Lerouge analysiert gründlich und gut strukturiert die Vorstellungen der griechischen und lateinischen Autoren der Kaiserzeit zu den Parthern.[11] Auf breiter Forschungsbasis zeigt sie auf, wie sich die Bilder über den östlichen Gegner in der späten Republik und der Kaiserzeit entwickelten und wie diese politisch instrumentalisiert wurden. Ihre Untersuchung der römischen Vorstellungen über das Arsakidenreich demonstriert zudem eindringlich, wie sehr die Schilderungen von topischen Bildern über Perser und skythische Nomaden geprägt waren. Über die Parther selbst wussten die westlichen Autoren oft nur sehr wenig. Die Ergebnisse der Analyse von Lerouge mahnen somit zur Vorsicht beim Umgang mit den Quellen. Ihre anregende Arbeit kann zweifellos von jedem, der sich für das Arsakidenreich und die römisch-parthischen Beziehungen interessiert, mit großem Gewinn gelesen werden.

Anmerkungen:
[1] Einschlägig hier nur Sonnabend, Holger, Fremdenbild und Politik, Frankfurt am Main u.a. 1986, S. 157–299; Wiesehöfer, Josef (Hrsg.), Das Partherreich und seine Zeugnisse, Stuttgart 1998. Eine reine Materialsammlung bietet Landskron, Alice, Parther und Sasaniden, Wien 2005, S. 177–183; 187–195; 200–210.
[2] Zu den Astronomical Diaries (S. 16) sollte nun die Edition von Sachs, Abraham J.; Hunger, Hermann (Hrsg.), Astronomical Diaries and Related Texts from Babylonia, Bd. 3 u. 5, Wien 1996–2001 verwendet werden. Die Einnahme Babylons durch die Parther 141 v.Chr. (Lerouge, S. 14, Anm. 13) erwähnt AD III Nr.-140 A, obv. 1; rev. 7’–9’ (Sachs/Hunger, Bd. 3, S. 130f. u. 134f.).
[3] Gegen Ernst Badian (Sulla’s Cilician command, Athenaeum N. S. 37, 1959, S. 279–303) und die ihm folgende communis opinio der Forschung, die das Treffen ins Jahr 92 setzt. Zu diesem Treffen vgl. jetzt auch Angeli Bertinelli, Maria G., Agli esordi delle relazioni fra Roma e l’Iran: la diplomazia al tempo di Silla (Plut. Sull. 5, 8–11), in: Mélanges de l’Université Saint-Joseph 60 (2007), S. 461–482.
[4] Zumindest für Domitian muss man aber wohl von ernsthaften Anstrengungen für einen größeren Partherkrieg ausgehen, vgl. dazu Gebhardt, Axel, Numismatische Beiträge zur spätdomitianischen Ostpolitik – Vorbereitungen eines Partherkrieges?, in: Schuol, Monika; Hartmann, Udo; Luther, Andreas (Hrsg.), Grenzüberschreitungen, Stuttgart 2002, S. 35–59.
[5] Vgl. bes. Ziegler, Karl-Heinz, Die Beziehungen zwischen Rom und dem Partherreich, Wiesbaden 1964; Sonnabend (wie Anm. 1).
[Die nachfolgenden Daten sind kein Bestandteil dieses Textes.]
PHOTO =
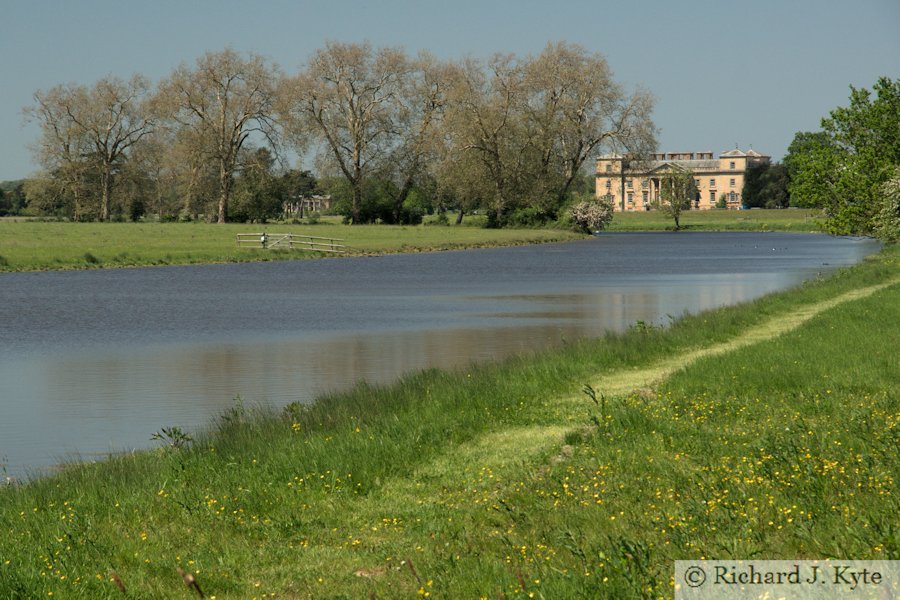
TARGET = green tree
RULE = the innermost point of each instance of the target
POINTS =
(887, 220)
(766, 186)
(676, 192)
(842, 168)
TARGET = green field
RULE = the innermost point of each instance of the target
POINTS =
(27, 245)
(767, 430)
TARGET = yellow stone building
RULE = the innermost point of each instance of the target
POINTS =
(634, 185)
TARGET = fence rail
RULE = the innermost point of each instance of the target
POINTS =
(267, 241)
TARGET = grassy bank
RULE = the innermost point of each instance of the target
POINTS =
(767, 430)
(32, 245)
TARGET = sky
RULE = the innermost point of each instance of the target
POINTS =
(746, 73)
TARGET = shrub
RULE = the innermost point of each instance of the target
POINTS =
(592, 216)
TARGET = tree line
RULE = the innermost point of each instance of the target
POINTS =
(391, 136)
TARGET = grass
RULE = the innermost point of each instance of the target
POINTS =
(766, 430)
(33, 245)
(27, 245)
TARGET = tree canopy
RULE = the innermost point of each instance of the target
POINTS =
(843, 167)
(392, 136)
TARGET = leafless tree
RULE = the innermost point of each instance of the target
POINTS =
(347, 98)
(574, 107)
(531, 124)
(222, 101)
(91, 129)
(483, 127)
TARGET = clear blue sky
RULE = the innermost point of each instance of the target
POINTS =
(723, 72)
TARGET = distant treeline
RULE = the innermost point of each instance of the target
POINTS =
(391, 136)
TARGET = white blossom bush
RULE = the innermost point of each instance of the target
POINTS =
(592, 216)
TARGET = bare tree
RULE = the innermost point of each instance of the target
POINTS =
(222, 101)
(483, 124)
(421, 99)
(676, 192)
(346, 98)
(573, 107)
(532, 124)
(91, 128)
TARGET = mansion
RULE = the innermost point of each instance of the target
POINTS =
(634, 185)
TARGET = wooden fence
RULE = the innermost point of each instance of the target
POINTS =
(267, 241)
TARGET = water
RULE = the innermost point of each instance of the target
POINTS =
(95, 362)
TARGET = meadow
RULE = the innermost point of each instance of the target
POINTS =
(29, 245)
(765, 430)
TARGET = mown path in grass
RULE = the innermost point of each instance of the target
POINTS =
(623, 382)
(489, 463)
(497, 450)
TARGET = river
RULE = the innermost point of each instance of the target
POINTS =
(94, 362)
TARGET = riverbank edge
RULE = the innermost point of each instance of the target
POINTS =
(146, 485)
(84, 254)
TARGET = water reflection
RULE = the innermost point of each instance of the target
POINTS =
(131, 352)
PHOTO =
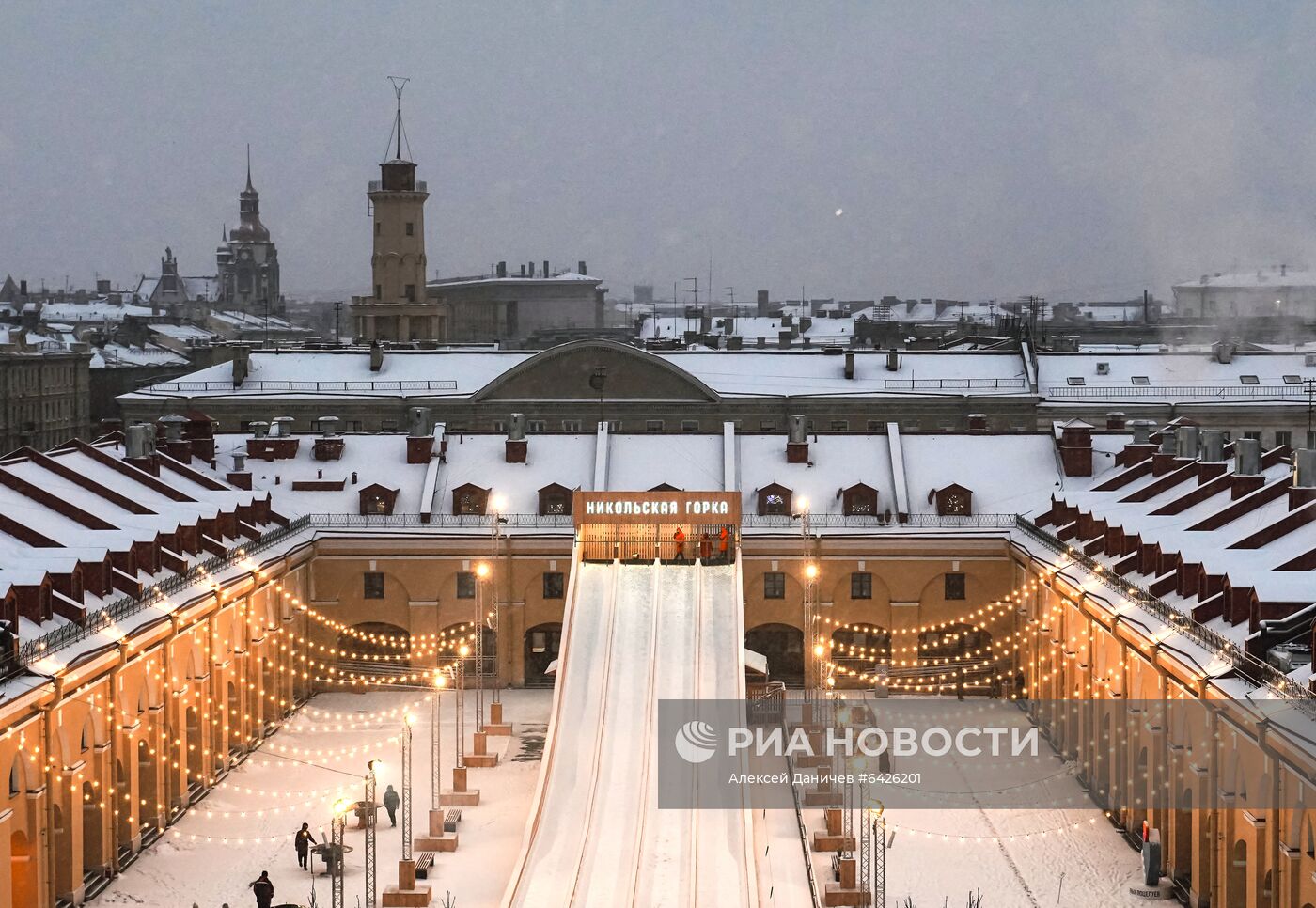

[6] Zur nomadischen Herkunft der Arsakiden vgl. auch die von Lerouge nicht berücksichtigte Arbeit von Hauser, Stefan R., Die ewigen Nomaden? Bemerkungen zu Herkunft, Militär, Staatsaufbau und nomadischen Traditionen der Arsakiden, in: Meißner, Burkhard; Schmitt, Oliver; Sommer, Michael (Hrsg.), Krieg – Gesellschaft – Institutionen, Berlin 2005, S. 163–208, bes. 170–178. Hauser zeigt auf, dass der in der Forschung unterstellte nomadisch-kriegerische Charakter des Partherreiches auf einem literarischen Topos in den römischen Quellen beruht.
[7] In der Erörterung der Euphratgrenze werden die recht detaillierten geographischen Vorstellungen etwa bei Isidor von Charax zu Grenzregionen und -orten eher vernachlässigt; zu Isidor vgl. noch Kramer, Norbert, Das Itinerar Stathmoi Parthikoi des Isidor von Charax – Beschreibung eines Handelsweges?, in: Klio 85 (2003), S. 120–130.
[8] Gegen Adelsrat und Wahlkönigtum wendet sich auch Hauser (wie Anm. 6), S. 187–192.
[9] Zu Plutarchs Partherbild in der Crassus-Vita vgl. zudem Schmidt, Thomas S., Plutarque et les barbares, Louvain u. a. 1999, S. 47–49; 51f.; 248f.; 299–314.
[10] Nicht berücksichtigt wurde Huber, Irene; Hartmann, Udo, ‚Denn ihrem Diktat vermochte der König nicht zu widersprechen ...‘ Die Position der Frauen am Hof der Arsakiden, in: Panaino, Antonio; Piras, Andrea (Hrsg.), Proceedings of the 5th Conference of the Societas Iranologica Europæa, Bd. 1, Milano 2006, 485–517.
[11] Sinnvoll wäre allerdings ein letzter Korrekturgang gewesen, vgl. etwa die Verschreibungen bei deutschen Titeln S. 12, Anm. 5 („Überlegungen“); ebenso S. 181, Anm. 18; 382; S. 13, Anm. 8 („Göttinger“); S. 16, Anm. 23 („Gesellschaft“); S. 107, Anm. 31 („Reichskultur“); ebenso S. 109, Anm. 40 u. 41; Flüchtigkeitsfehler S. 96, Anm. 57 („Polyaen. 7, 41“); S. 295, Anm. 89 („Tyche 2, 1987“); fehlende Endkorrektur in S. 120, Anm. 84.